As shown above, the optimal number of clusters is 3.
hc = hclust(dist(data, method="euclidean"), method="ward.D2")
hc
Call:
hclust(d = dist(data, method = "euclidean"), method = "ward.D2")
Cluster method : ward.D2
Distance : euclidean
Number of objects: 440
plot(hc, hang = -0.01, cex = 0.7)
We’ll now cut the dentrogram into three clusters.
fit <- cutree(hc, k = 3)
table(fit)
fit
1 2 3
310 125 5
As seen above, 310 of the observations are contained in cluster 1, 125 in cluster 2, and 5 in cluster 3.
plot(hc)
rect.hclust(hc, k = 4, border = "red")
The clusters are shown above.
Let’s also create clusters with “single” linkage.
nb2 <- NbClust(data, distance = "euclidean", min.nc = 2,
max.nc = 10, method = "single")
NaNs produced
*** : The Hubert index is a graphical method of determining the number of clusters.
In the plot of Hubert index, we seek a significant knee that corresponds to a
significant increase of the value of the measure i.e the significant peak in Hubert
index second differences plot.
*** : The D index is a graphical method of determining the number of clusters.
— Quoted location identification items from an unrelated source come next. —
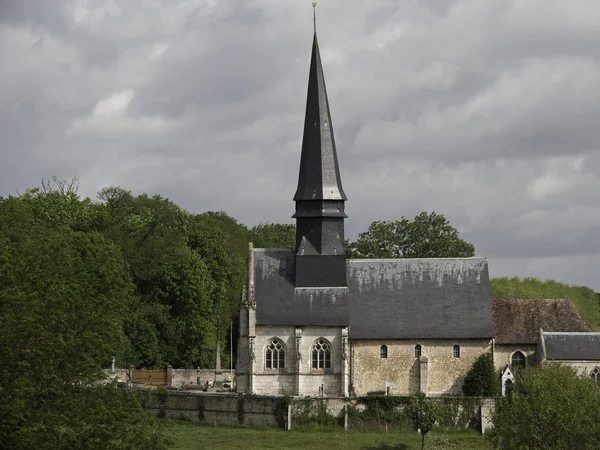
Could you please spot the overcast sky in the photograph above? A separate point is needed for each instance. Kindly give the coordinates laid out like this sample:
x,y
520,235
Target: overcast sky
x,y
485,111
In the plot of D index, we seek a significant knee (the significant peak in Dindex
second differences plot) that corresponds to a significant increase of the value of
the measure.
*******************************************************************
* Among all indices:
* 8 proposed 2 as the best number of clusters
* 3 proposed 3 as the best number of clusters
* 4 proposed 5 as the best number of clusters
* 3 proposed 7 as the best number of clusters
* 5 proposed 8 as the best number of clusters
***** Conclusion *****
* According to the majority rule, the best number of clusters is 2
*******************************************************************
fviz_nbclust(nb2)
Among all indices:
===================
* 2 proposed 0 as the best number of clusters
* 1 proposed 1 as the best number of clusters
* 8 proposed 2 as the best number of clusters
* 3 proposed 3 as the best number of clusters
* 4 proposed 5 as the best number of clusters
* 3 proposed 7 as the best number of clusters
* 5 proposed 8 as the best number of clusters
Conclusion
=========================
* According to the majority rule, the best number of clusters is 2 .
2 clusters is optimal for this method.
hc2 <- hclust(dist(data), method = "single")
plot(hc2, hang = -.01, cex = .7)
hc2
Call:
hclust(d = dist(data), method = "single")
Cluster method : single
Distance : euclidean
Number of objects: 440
fit2 <- cutree(hc2, k = 2)
table(fit2)
fit2
1 2
439 1
As shown above, the single method didn’t do any meaningful clustering that we can work with. Let’s analyze our ward.D2 linkage clusters instead.
plot(hc)
rect.hclust(hc, k = 4, border = "red")
fit5 <- cutree(hc, h = 3)
table(fit5)
fit5
1 2
310 130
plot(hc)
rect.hclust(hc, h = 3, border = "red")
fit5 <- cutree(hc, h = .5)
table(fit5)
fit5
1 2 3 4 5 6 7 8 9 10 11 12 13 14 15 16 17 18 19 20 21 22
39 48 25 19 53 47 76 32 1 19 16 36 2 5 2 1 1 7 3 1 1 4
23 24
1 1
plot(hc)
rect.hclust(hc, h = .5, border = "red")
Regardless of the where we choose to cut the dendrogram into clusters, there seem to just be too many observations. The dendrogram doesn’t have much value when there are 440 customers all listed by a different number. Therefore, I think HCA would have more value on a smaller data set where the observations are distinguished by name. I’m also aware that my knowledge of how to build and edit dendrograms is limited, so perhaps there is a way to obtain more value from this data set using HCA.